JimLiu-baoyu-skills/skills/baoyu-imagine/SKILL.md

25 KiB

name description version metadata
baoyu-imagine AI image generation with OpenAI, Azure OpenAI, Google, OpenRouter, DashScope, Z.AI GLM-Image, MiniMax, Jimeng, Seedream and Replicate APIs. Supports text-to-image, reference images, aspect ratios, and batch generation from saved prompt files. Sequential by default; use batch parallel generation when the user already has multiple prompts or wants stable multi-image throughput. Use when user asks to generate, create, or draw images. 1.57.0
openclaw
homepage requires
https://github.com/JimLiu/baoyu-skills#baoyu-imagine
anyBins
bun
npx

Image Generation (AI SDK)

Official API-based image generation. Supports OpenAI, Azure OpenAI, Google, OpenRouter, DashScope (阿里通义万象), Z.AI GLM-Image, MiniMax, Jimeng (即梦), Seedream (豆包) and Replicate providers.

Script Directory

Agent Execution:

  1. {baseDir} = this SKILL.md file's directory
  2. Script path = {baseDir}/scripts/main.ts
  3. Resolve ${BUN_X} runtime: if bun installed → bun; if npx available → npx -y bun; else suggest installing bun

Step 0: Load Preferences BLOCKING

CRITICAL: This step MUST complete BEFORE any image generation. Do NOT skip or defer.

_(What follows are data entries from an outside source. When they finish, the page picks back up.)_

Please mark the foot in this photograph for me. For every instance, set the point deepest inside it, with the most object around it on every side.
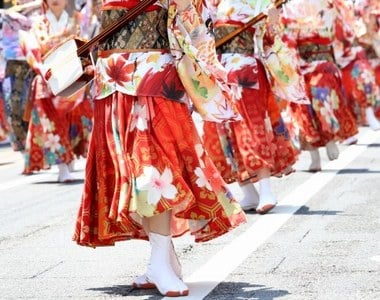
(267, 203)
(142, 282)
(251, 197)
(315, 165)
(332, 150)
(267, 199)
(64, 175)
(160, 272)
(71, 166)
(350, 141)
(372, 121)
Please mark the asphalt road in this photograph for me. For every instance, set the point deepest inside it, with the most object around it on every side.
(321, 242)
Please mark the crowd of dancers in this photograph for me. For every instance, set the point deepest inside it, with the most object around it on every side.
(176, 113)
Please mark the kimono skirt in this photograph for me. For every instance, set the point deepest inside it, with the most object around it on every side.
(328, 117)
(260, 140)
(145, 156)
(361, 88)
(55, 128)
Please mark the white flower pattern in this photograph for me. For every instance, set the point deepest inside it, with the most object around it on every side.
(202, 180)
(139, 118)
(52, 142)
(157, 185)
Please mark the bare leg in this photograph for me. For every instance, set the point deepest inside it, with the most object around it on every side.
(315, 165)
(267, 199)
(160, 272)
(250, 199)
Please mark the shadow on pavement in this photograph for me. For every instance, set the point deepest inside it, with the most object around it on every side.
(224, 291)
(344, 171)
(244, 290)
(73, 182)
(129, 291)
(305, 210)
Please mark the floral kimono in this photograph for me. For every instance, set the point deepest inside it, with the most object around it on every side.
(358, 75)
(145, 155)
(368, 32)
(59, 128)
(16, 79)
(260, 140)
(309, 26)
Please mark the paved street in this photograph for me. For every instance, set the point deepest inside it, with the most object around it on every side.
(321, 242)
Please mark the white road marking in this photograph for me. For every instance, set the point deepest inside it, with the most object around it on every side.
(206, 278)
(46, 175)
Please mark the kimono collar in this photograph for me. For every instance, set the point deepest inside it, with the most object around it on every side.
(57, 25)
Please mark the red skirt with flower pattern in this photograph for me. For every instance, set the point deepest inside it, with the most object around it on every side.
(145, 157)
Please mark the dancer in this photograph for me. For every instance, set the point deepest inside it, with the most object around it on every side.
(258, 147)
(309, 26)
(359, 82)
(147, 174)
(17, 73)
(59, 127)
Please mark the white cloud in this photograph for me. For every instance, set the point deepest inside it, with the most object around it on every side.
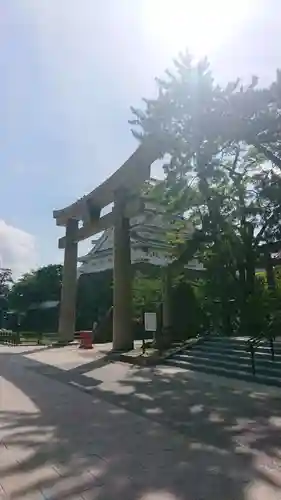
(17, 249)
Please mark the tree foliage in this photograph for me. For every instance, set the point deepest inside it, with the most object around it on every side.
(223, 173)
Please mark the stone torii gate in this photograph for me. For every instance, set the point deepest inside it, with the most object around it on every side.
(83, 219)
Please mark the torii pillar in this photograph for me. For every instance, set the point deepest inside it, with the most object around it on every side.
(122, 277)
(69, 283)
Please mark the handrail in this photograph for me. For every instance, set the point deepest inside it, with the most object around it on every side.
(254, 343)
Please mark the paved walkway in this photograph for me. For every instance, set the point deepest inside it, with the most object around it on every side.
(130, 433)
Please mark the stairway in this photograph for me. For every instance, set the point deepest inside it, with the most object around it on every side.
(229, 357)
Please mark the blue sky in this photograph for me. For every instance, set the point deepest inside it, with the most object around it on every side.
(70, 69)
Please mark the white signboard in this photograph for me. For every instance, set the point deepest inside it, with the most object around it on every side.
(150, 322)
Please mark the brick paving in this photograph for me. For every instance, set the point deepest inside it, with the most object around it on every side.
(57, 442)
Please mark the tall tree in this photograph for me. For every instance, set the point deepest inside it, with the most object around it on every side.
(217, 171)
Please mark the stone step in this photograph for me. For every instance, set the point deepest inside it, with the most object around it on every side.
(225, 347)
(263, 358)
(238, 374)
(267, 370)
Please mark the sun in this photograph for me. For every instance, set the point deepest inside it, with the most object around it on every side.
(201, 25)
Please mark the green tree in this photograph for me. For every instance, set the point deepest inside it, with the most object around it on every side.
(35, 287)
(219, 141)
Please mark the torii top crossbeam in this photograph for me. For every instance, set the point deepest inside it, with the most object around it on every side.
(129, 177)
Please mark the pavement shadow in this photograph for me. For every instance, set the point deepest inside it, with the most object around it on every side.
(227, 441)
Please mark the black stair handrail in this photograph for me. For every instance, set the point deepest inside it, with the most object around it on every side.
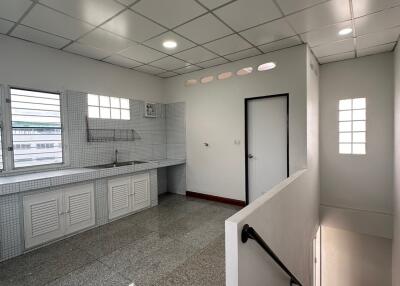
(249, 232)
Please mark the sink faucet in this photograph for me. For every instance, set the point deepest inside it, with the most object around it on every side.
(116, 157)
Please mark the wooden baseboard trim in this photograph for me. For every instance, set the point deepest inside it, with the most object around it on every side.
(216, 199)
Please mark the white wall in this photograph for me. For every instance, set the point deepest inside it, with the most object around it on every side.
(24, 64)
(352, 259)
(215, 114)
(396, 200)
(286, 217)
(357, 190)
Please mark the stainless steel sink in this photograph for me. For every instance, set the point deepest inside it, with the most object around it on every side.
(119, 164)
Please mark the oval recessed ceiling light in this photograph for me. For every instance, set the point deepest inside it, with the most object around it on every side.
(345, 31)
(170, 44)
(266, 66)
(244, 71)
(207, 79)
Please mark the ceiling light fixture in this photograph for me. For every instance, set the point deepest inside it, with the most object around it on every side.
(170, 44)
(266, 66)
(345, 31)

Check EXTEND.md existence (priority: project → user):

# macOS, Linux, WSL, Git Bash
test -f .baoyu-skills/baoyu-imagine/EXTEND.md && echo "project"
test -f "${XDG_CONFIG_HOME:-$HOME/.config}/baoyu-skills/baoyu-imagine/EXTEND.md" && echo "xdg"
test -f "$HOME/.baoyu-skills/baoyu-imagine/EXTEND.md" && echo "user"
# PowerShell (Windows)
if (Test-Path .baoyu-skills/baoyu-imagine/EXTEND.md) { "project" }
$xdg = if ($env:XDG_CONFIG_HOME) { $env:XDG_CONFIG_HOME } else { "$HOME/.config" }
if (Test-Path "$xdg/baoyu-skills/baoyu-imagine/EXTEND.md") { "xdg" }
if (Test-Path "$HOME/.baoyu-skills/baoyu-imagine/EXTEND.md") { "user" }
Result Action
Found Load, parse, apply settings. If default_model.[provider] is null → ask model only (Flow 2)
Not found Run first-time setup (references/config/first-time-setup.md) → Save EXTEND.md → Then continue

CRITICAL: If not found, complete the full setup (provider + model + quality + save location) using AskUserQuestion BEFORE generating any images. Generation is BLOCKED until EXTEND.md is created.

Path Location
.baoyu-skills/baoyu-imagine/EXTEND.md Project directory
$HOME/.baoyu-skills/baoyu-imagine/EXTEND.md User home

Legacy compatibility: if .baoyu-skills/baoyu-image-gen/EXTEND.md exists and the new path does not, runtime renames it to baoyu-imagine. If both files exist, runtime leaves them unchanged and uses the new path.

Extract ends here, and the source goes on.